Fluorescence & results

CRISPRa

In our constructed CRISPR-activation system, we use the weak promoter J23117 to induce the expression of fluorescent proteins. The target was set at the upstream of the RFP reporter’s promoter and the lure was planted in front of the eGFP reporter’s promoter.

In the absence of dCas9-ω, J23117 hardly expresses the RFP/eGFP reporter gene due to its weak initiation capability. When dCas9-ω is present, if sgRNA guides dCas9-ω to combine with the target region, the RFP reporter gene expression will be activated, thus showing red fluorescence. When the lure area is combined, the eGFP reporter is activated to show green fluorescence.

Therefore, the signal of red fluorescence corresponds to the on-target result of dCas9, while the signal of green fluorescence corresponds to the off-target result. In the process of flow cytometry sorting, dCas9 with strong red signal and weak green signal is expected.

CRISPRi

In our constructed CRISPRi (CRISPR-Inhibition) system, we use arabino-induced promoter to induce downstream reporter genes (fluorescent proteins).In this system, we choose to insert target between the promoter of the upstream target reporter gene (RFP) and the RBS sequence, and lure between the target reporter gene (eGFP) and the RBS sequence. We use arabinose to induce the expression of RFP and eGFP reporter genes.

The expression of RFP or eGFP would be interfered if dCas9 is combined with target or lure sequence.

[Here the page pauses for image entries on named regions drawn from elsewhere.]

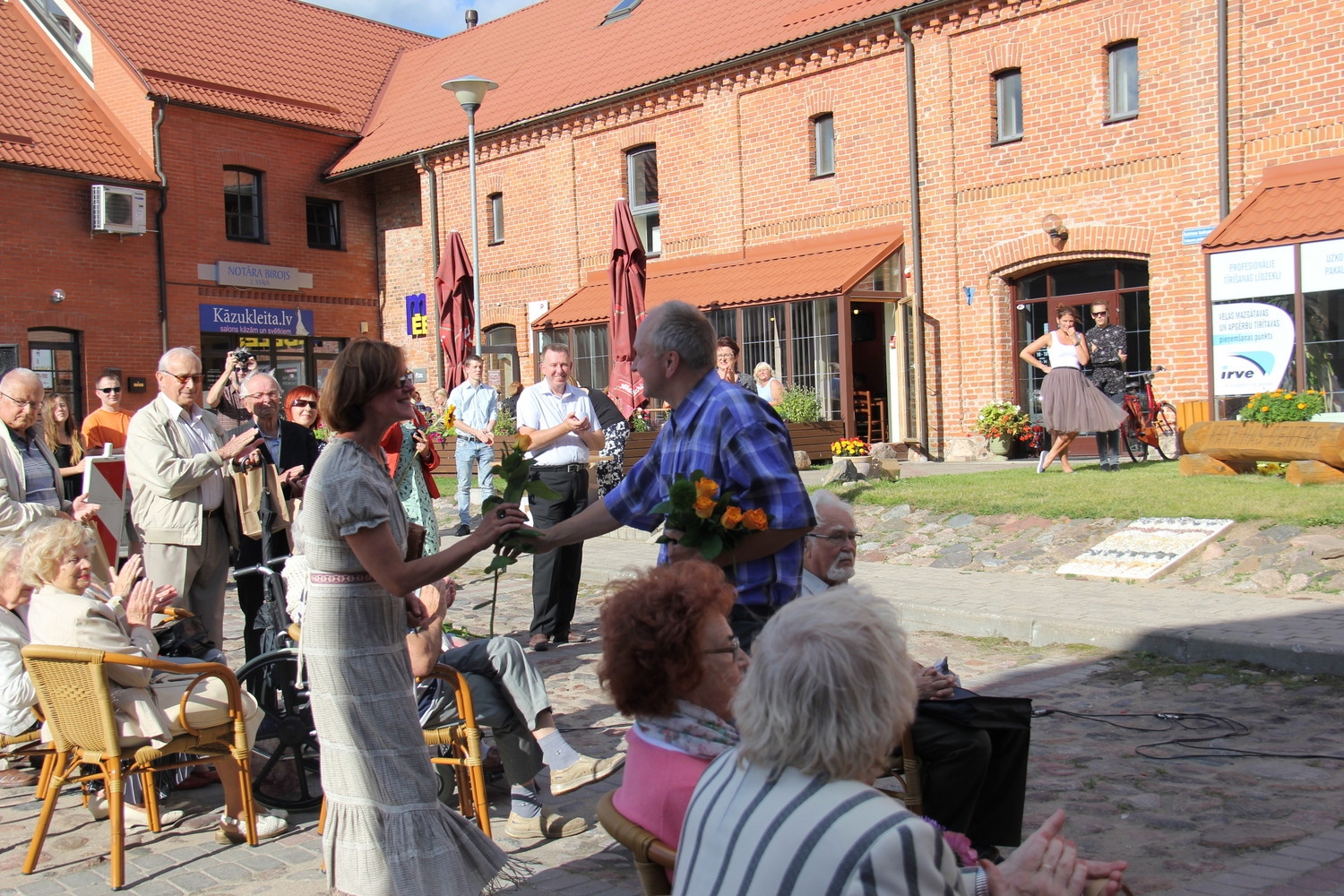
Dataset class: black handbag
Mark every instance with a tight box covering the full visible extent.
[153,616,215,659]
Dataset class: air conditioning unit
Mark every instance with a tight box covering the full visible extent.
[93,184,145,234]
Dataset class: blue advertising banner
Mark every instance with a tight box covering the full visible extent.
[201,305,314,336]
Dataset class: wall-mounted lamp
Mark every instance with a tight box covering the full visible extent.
[1040,215,1069,246]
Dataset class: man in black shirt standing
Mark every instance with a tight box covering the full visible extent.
[1086,302,1129,473]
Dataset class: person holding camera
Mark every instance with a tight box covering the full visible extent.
[206,348,257,431]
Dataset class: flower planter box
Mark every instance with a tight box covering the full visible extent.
[1180,420,1344,485]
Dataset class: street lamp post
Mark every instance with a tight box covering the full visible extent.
[441,75,499,353]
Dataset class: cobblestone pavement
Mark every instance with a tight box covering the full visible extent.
[0,529,1344,896]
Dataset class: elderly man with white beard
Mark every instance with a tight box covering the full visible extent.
[801,489,1031,861]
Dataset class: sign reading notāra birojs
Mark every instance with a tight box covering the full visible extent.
[201,305,314,336]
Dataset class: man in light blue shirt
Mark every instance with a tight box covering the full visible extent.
[518,342,607,650]
[448,355,500,536]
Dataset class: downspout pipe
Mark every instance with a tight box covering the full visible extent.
[1218,0,1233,220]
[419,153,445,388]
[892,13,935,457]
[155,99,168,352]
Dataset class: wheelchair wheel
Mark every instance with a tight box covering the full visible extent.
[238,648,323,810]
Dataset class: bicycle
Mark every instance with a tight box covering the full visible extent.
[1120,366,1180,463]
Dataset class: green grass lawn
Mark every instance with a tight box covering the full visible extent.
[836,462,1344,525]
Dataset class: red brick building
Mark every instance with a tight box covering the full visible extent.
[344,0,1344,455]
[0,0,430,411]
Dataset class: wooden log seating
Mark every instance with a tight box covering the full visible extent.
[1180,420,1344,485]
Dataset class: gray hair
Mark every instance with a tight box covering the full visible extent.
[733,586,917,780]
[238,371,280,398]
[644,302,719,371]
[159,345,201,374]
[0,366,46,392]
[812,489,854,517]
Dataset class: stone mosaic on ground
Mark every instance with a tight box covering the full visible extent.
[855,504,1344,599]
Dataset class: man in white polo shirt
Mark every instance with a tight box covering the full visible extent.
[518,342,604,650]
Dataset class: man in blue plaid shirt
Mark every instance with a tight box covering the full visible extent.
[521,302,816,649]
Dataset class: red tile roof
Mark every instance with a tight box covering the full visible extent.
[0,3,159,183]
[332,0,913,173]
[81,0,433,133]
[1204,156,1344,251]
[532,226,902,329]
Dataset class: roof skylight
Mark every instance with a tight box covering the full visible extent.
[602,0,642,24]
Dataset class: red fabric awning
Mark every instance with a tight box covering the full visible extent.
[532,224,902,329]
[1204,156,1344,251]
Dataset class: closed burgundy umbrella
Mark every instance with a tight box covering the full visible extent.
[435,229,476,391]
[607,199,647,417]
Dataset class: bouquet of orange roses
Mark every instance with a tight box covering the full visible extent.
[653,470,771,560]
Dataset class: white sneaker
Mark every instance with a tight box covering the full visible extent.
[215,813,289,844]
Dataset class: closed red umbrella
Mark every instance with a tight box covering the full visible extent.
[607,199,648,417]
[435,229,476,391]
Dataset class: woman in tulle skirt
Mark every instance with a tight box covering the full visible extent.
[1021,306,1125,473]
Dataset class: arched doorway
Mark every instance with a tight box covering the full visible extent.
[1012,259,1153,420]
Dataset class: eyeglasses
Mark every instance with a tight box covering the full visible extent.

Therefore, the strong red/green fluorescence signal indicates that dCas9 does not combine target/lure sequence, while the weak fluorescence signal indicates that dCas9 combined target/lure sequence and played the inhibitory role of dCas9. dCas9 with weak read and strong green fluorescence signal will be selected by flow cytometry to obtain the desired dCas9.

Microplate reader

In order to quantify the fluorescence signal, we use microplate reader to measure the fluorescence intensity of RFP and eGFP. The absorption wavelength and emission wavelength of RFP and eGFP are 555/583nm and 483/507nm respectively. The fluorescence characterization of RFP and eGFP was detected by a multifunctional microplate reader, and the fluorescence intensity can read in specified values. The stronger the fluorescence intensity, the greater the measured value.

In the CRISPRa system, what we ultimately need is dCas9, which can produce a strong red fluorescence and weak green fluorescence effect in the gene circuit. In the microplate reader, it’s that value of red fluorescence is large and that of green fluorescence is small.

In the CRISPRi system, what we ultimately need is dCas9, which can generate strong green fluorescence and weak red fluorescence in the loop. The numerical expression measured by the microplate analyzer is that the green fluorescence value is large and the red fluorescence value is small.

Flow cytometry

In our screening process, after transforming mutation plasmid library into the screening of strain, each individual bacteria may contain different the plasmid type, have different dCas9 expression, and have different targets. The screening on individual won’t be very efficient if fluorescence detection is only carried out on the strain level, so we decided to use flow cytometry instrument as a better screening instrument.

Flow cytometry can detect the fluorescence expression level of individual bacteria. We used APC channel to detect the intensity of red fluorescence and FITC channel to detect the intensity of green fluorescence. We can quantify the fluorescence protein characterization level of a single bacteria according to the detection results, so as to obtain the distribution of a whole batch of bacteria according to the fluorescence characterization level.

We used non-mutated dCas9 as a control, with its fluorescence level represented in the CRISPRa/CRISPRi system strains as the screening criteria. At the same time, we also used the blank MG1655 strain without plasmid as the blank control, so as to distinguish the standard lines with or without fluorescence characterization.

In the CRISPRa system, what we need is the dCas9 that can increase the level of red fluorescence represented by RFP and decrease the level of green fluorescence represented by eGFP. With this screening standard, we can select the bacteria with both RFP representing red fluorescence level above the screening standard and eGFP representing green fluorescence level below the screening standard, and we can see the proportion of these bacteria in the total number of bacteria.

In the CRISPRi system, what we need is dCas9 that can increase the eGFP represented green fluorescence level and decrease the RFP represented green fluorescence level. With the screening standard, we can select the bacteria with both eGFP representing green fluorescence level above the screening standard and RFP representing red fluorescence level below the screening standard, and we can see the proportion of these bacteria in the total number of bacteria.

By analyzing the fluorescence characterization level of cells in the flow cytometer, we can clearly see that compared with the unmutated dCas9, the on-target and off-target effects of the mutated dCas9 can be obtained, and then the bacteria can be sorted according to our screening criteria, so as to obtain the mutant dCas9, which meets our the requirements.